Veestapel in Europa: 143 miljoen varkens, 77 miljoen runderen, 62 miljoen schapen en 12 miljoen geiten
Eurostat becijferde de totale veestapel per EU-land eind 2019. In orde van grootte is Spanje absolute koploper, gevolgd door Duitsland en Frankrijk. Er zijn geen cijfers van pluimvee.

De EU heeft een aanzienlijke veestapel: er waren eind verleden jaar 143 miljoen varkens, 77 miljoen runderen, 62 miljoen schapen en 12 miljoen geiten.
Het merendeel van de veestapel in de EU wordt gehouden in slechts enkele EU-lidstaten.

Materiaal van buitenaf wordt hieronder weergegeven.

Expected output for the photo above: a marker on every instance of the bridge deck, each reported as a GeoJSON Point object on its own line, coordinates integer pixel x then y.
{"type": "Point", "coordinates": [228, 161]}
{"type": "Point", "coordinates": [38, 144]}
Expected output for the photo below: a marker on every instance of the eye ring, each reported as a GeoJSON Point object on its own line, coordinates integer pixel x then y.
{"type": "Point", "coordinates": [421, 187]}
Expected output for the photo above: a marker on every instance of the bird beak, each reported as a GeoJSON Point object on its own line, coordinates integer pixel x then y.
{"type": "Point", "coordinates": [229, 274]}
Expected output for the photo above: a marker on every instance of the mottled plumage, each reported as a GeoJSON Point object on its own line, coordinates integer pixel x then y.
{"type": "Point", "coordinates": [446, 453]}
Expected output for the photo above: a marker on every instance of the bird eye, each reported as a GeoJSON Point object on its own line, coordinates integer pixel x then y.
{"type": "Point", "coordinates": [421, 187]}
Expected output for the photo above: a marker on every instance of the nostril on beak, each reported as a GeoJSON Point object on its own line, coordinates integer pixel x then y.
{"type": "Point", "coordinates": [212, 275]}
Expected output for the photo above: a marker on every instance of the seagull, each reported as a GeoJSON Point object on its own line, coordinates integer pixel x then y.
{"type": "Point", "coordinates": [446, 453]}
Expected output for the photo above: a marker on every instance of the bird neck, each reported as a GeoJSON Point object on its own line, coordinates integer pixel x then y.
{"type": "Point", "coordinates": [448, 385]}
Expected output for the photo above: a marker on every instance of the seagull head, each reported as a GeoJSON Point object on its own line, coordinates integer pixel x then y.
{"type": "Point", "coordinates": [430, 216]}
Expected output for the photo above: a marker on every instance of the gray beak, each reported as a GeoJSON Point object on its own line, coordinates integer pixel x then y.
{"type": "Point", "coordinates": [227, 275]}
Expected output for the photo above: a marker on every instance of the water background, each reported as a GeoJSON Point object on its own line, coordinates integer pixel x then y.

Over het algemeen fokten de grotere lidstaten het meeste vee. Spanje was goed voor 22% van de varkens in de EU, 9% van de runderen in de EU, 25% van de schapen in de EU en 23% van de geiten in de EU. Duitsland was goed voor 18% van de varkens in de EU en 15% van de runderen in de EU. Frankrijk was goed voor 9% van de varkens in de EU, 24% van de runderen in de EU en 12% van de schapen in de EU.
Er waren enkele andere lidstaten die relatief gespecialiseerd waren: Denemarken vertegenwoordigde 9% van de varkensstapel van de EU en Nederland nog eens 8%. Ierland vertegenwoordigde 9% van de runderpopulatie in de EU. Griekenland was goed voor 14% van de schapenpopulatie in de EU en 31% van de geitenpopulatie.
Ontwikkeling van de veestapel in de EU in 10 jaar
Tussen 2010 en 2019 waren er schommelingen in de populatie van de vier hoofdcategorieën vee. De varkensstapel in de EU bereikte in 2017 een piek van bijna 146 miljoen, voordat hij weer daalde. In 2019 lag het aantal varkens echter nog steeds 3% hoger dan in 2010.
In dezelfde periode bereikte de rundveestapel een piek van bijna 80 miljoen in 2016 (een stijging van 3% ten opzichte van 2010), om in de komende drie jaar weer af te nemen. In 2019 was het ongeveer 1% lager dan in 2010.
Daarentegen vertoonde de populatie schapen en geiten tussen 2010 en 2019 een dalende trend, met respectievelijk 7% en 8% in 2019 in vergelijking met 2010.